We are using Sonarqube DE 8.1.
Currently we are using LDAP authentication, and it is working fine.
The only issue I have is that a new user is automatically have access to Sonarqube, without ‘granted’ rights explicitly.
We have 3 user groups:
- normal users
- quality gate admins: those who can administer/change quality profiles/gates
- system admins: those who can administer the system
I am considering to switch to Crowd based authentication, but I am not sure what would this mean for the existing users.
As far as I can see (checking the Postgresql DB), there are user accounts in the Sonarqube database. These are probably mapped to users in LDAP.
If we move to Crowd based auth
what will happen to the existing users in the sonarqube database?

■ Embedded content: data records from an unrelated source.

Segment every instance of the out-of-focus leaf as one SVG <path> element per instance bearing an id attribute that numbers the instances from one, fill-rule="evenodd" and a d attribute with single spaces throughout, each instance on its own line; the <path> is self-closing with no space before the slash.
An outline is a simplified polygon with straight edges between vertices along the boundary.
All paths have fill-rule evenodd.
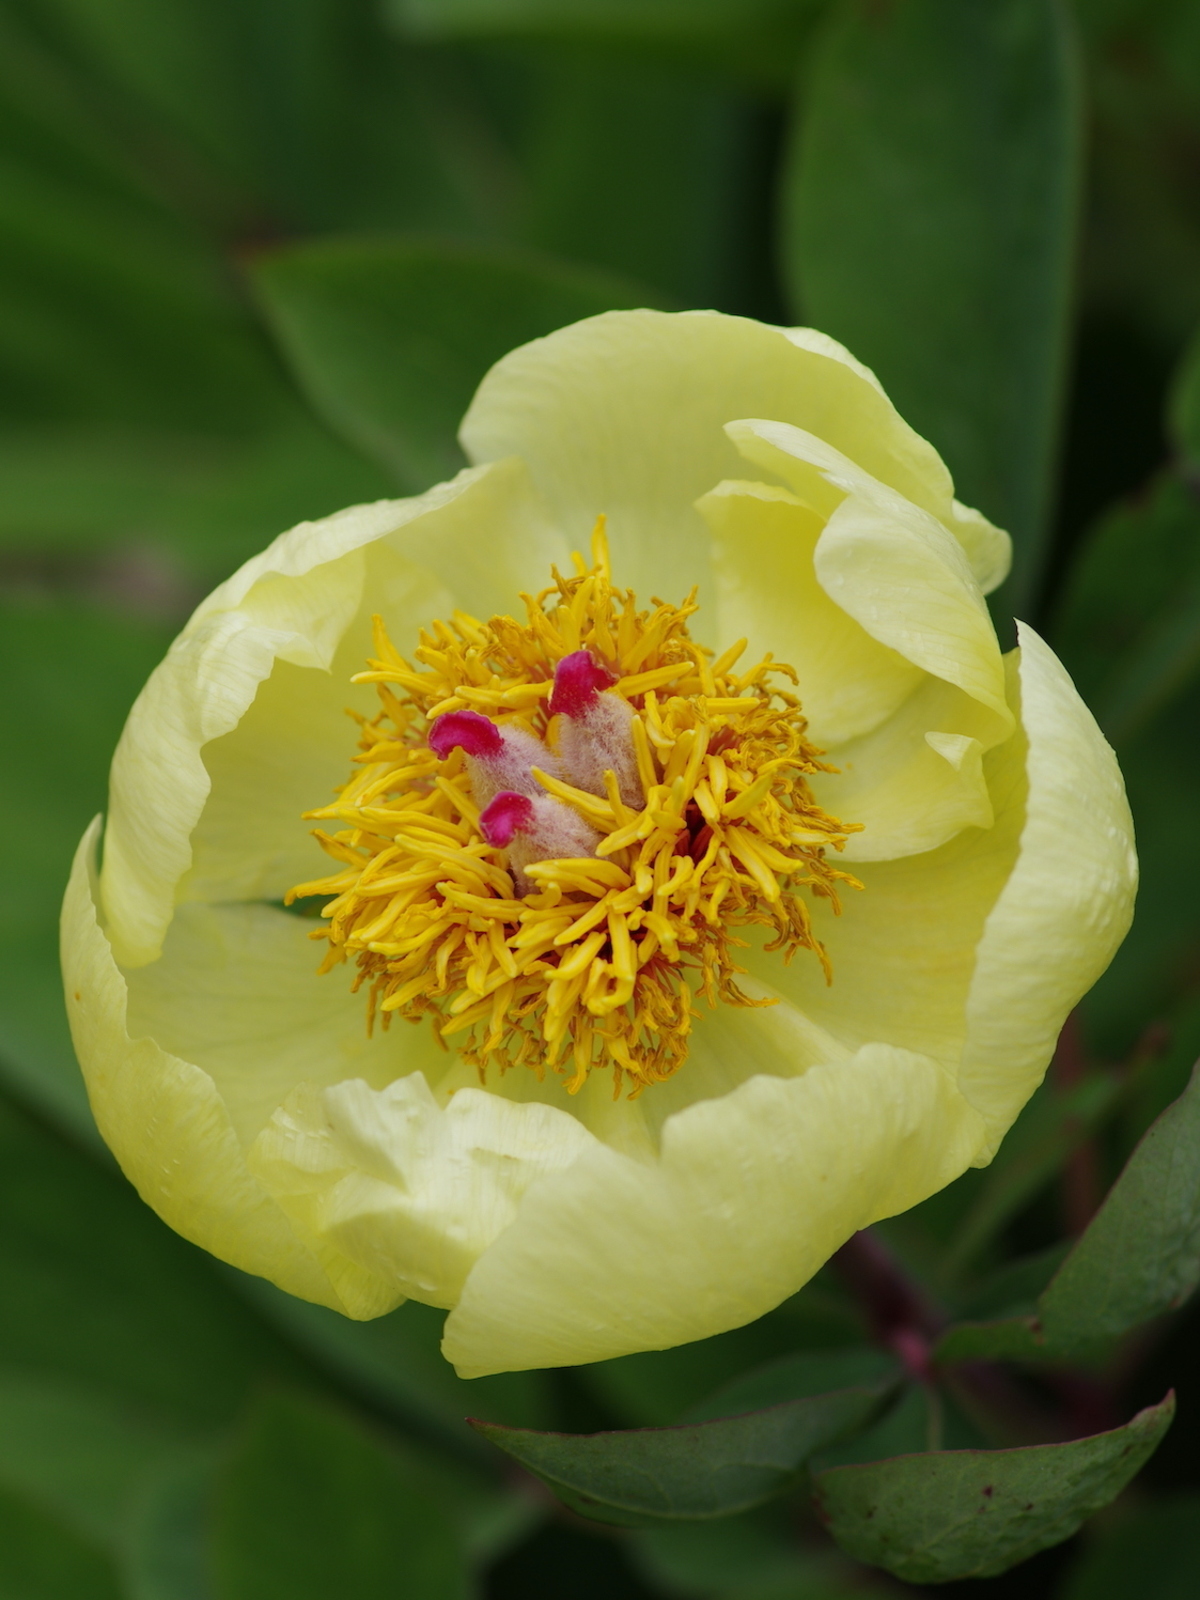
<path id="1" fill-rule="evenodd" d="M 0 1369 L 198 1434 L 268 1379 L 316 1381 L 122 1178 L 2 1103 L 0 1216 Z"/>
<path id="2" fill-rule="evenodd" d="M 440 1349 L 445 1313 L 433 1306 L 410 1300 L 373 1322 L 351 1322 L 261 1278 L 238 1273 L 236 1280 L 241 1293 L 321 1366 L 364 1399 L 432 1430 L 460 1453 L 492 1457 L 466 1426 L 470 1412 L 482 1411 L 490 1421 L 525 1428 L 544 1428 L 554 1421 L 544 1373 L 501 1372 L 469 1383 L 457 1377 Z"/>
<path id="3" fill-rule="evenodd" d="M 465 1560 L 438 1504 L 348 1417 L 264 1401 L 220 1474 L 221 1600 L 464 1600 Z"/>
<path id="4" fill-rule="evenodd" d="M 862 1600 L 862 1571 L 837 1551 L 806 1549 L 786 1502 L 714 1522 L 663 1523 L 629 1536 L 655 1593 L 688 1600 Z"/>
<path id="5" fill-rule="evenodd" d="M 652 298 L 558 262 L 404 240 L 295 245 L 260 257 L 252 277 L 314 405 L 410 490 L 465 464 L 458 424 L 500 356 Z"/>
<path id="6" fill-rule="evenodd" d="M 755 245 L 768 221 L 756 113 L 715 75 L 584 45 L 539 52 L 517 148 L 525 244 L 686 306 L 774 306 Z"/>
<path id="7" fill-rule="evenodd" d="M 0 1369 L 0 1485 L 84 1539 L 116 1543 L 134 1498 L 180 1437 L 103 1391 Z"/>
<path id="8" fill-rule="evenodd" d="M 1200 467 L 1200 334 L 1188 346 L 1171 392 L 1169 414 L 1175 443 Z"/>
<path id="9" fill-rule="evenodd" d="M 1200 1069 L 1148 1130 L 1036 1315 L 951 1328 L 940 1361 L 1061 1360 L 1174 1310 L 1200 1284 Z"/>
<path id="10" fill-rule="evenodd" d="M 827 0 L 389 0 L 414 39 L 536 39 L 643 47 L 785 88 Z"/>
<path id="11" fill-rule="evenodd" d="M 108 764 L 169 633 L 95 607 L 0 601 L 0 1073 L 95 1139 L 67 1033 L 58 912 Z"/>
<path id="12" fill-rule="evenodd" d="M 856 1309 L 818 1282 L 744 1328 L 674 1350 L 644 1350 L 597 1361 L 576 1372 L 620 1422 L 631 1428 L 661 1427 L 678 1422 L 692 1406 L 748 1370 L 798 1349 L 819 1352 L 843 1341 L 860 1344 L 864 1337 Z"/>
<path id="13" fill-rule="evenodd" d="M 680 1421 L 708 1422 L 714 1417 L 761 1411 L 787 1400 L 804 1400 L 856 1384 L 873 1386 L 898 1379 L 895 1361 L 882 1350 L 865 1346 L 804 1350 L 742 1373 L 698 1405 L 689 1406 Z"/>
<path id="14" fill-rule="evenodd" d="M 1052 638 L 1124 747 L 1200 670 L 1200 494 L 1174 472 L 1102 519 L 1068 574 Z"/>
<path id="15" fill-rule="evenodd" d="M 1080 96 L 1057 0 L 848 0 L 784 179 L 807 320 L 875 369 L 1036 595 L 1059 427 Z"/>
<path id="16" fill-rule="evenodd" d="M 849 1555 L 909 1583 L 1004 1572 L 1069 1538 L 1149 1459 L 1175 1397 L 1069 1444 L 900 1456 L 818 1475 L 822 1520 Z"/>
<path id="17" fill-rule="evenodd" d="M 864 1427 L 891 1385 L 842 1389 L 769 1410 L 626 1433 L 535 1433 L 473 1421 L 566 1505 L 621 1527 L 730 1516 L 782 1494 L 809 1456 Z"/>
<path id="18" fill-rule="evenodd" d="M 1200 1495 L 1143 1505 L 1099 1531 L 1059 1600 L 1193 1600 L 1200 1594 Z"/>
<path id="19" fill-rule="evenodd" d="M 1200 1284 L 1200 1072 L 1130 1156 L 1038 1302 L 1049 1346 L 1115 1338 Z"/>
<path id="20" fill-rule="evenodd" d="M 961 1272 L 1010 1218 L 1058 1171 L 1064 1157 L 1111 1111 L 1121 1091 L 1116 1073 L 1095 1072 L 1067 1093 L 1042 1089 L 1009 1134 L 962 1217 L 941 1261 L 948 1280 Z"/>
<path id="21" fill-rule="evenodd" d="M 217 1600 L 209 1514 L 218 1457 L 185 1451 L 146 1485 L 122 1541 L 129 1600 Z"/>
<path id="22" fill-rule="evenodd" d="M 0 1490 L 0 1594 L 125 1600 L 108 1554 L 20 1495 Z"/>
<path id="23" fill-rule="evenodd" d="M 1015 1261 L 997 1267 L 964 1296 L 963 1315 L 999 1317 L 1032 1311 L 1070 1248 L 1071 1241 L 1064 1239 L 1034 1255 L 1018 1256 Z"/>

Are those updated, or those will be ignored and new entries will be created?
Would a new user be able to login to Sonarqube, if in Crowed he is a member of the dedicated ‘sonar-user’ group? This is the whole purpose and advantage of Crows: central location of user administration for multiple applications.
How should my 3 user group look like? Should those be also created in Crowd? Where could I assign the necessary rights to these groups? If Crowd connection is proper, those groups in Crowd that are assigned to Sonarqube will be listed in the group administration page of Sonarqube?
I tried to gather information on this topic, but it seems that to Crowd plugin is not maintained by Sonarqube itself, so the documentation of the plugin is really bare minimum. And it only covers how to setup the Sonarqube server to talk to Crowd, and mentioned nothing about users and groups.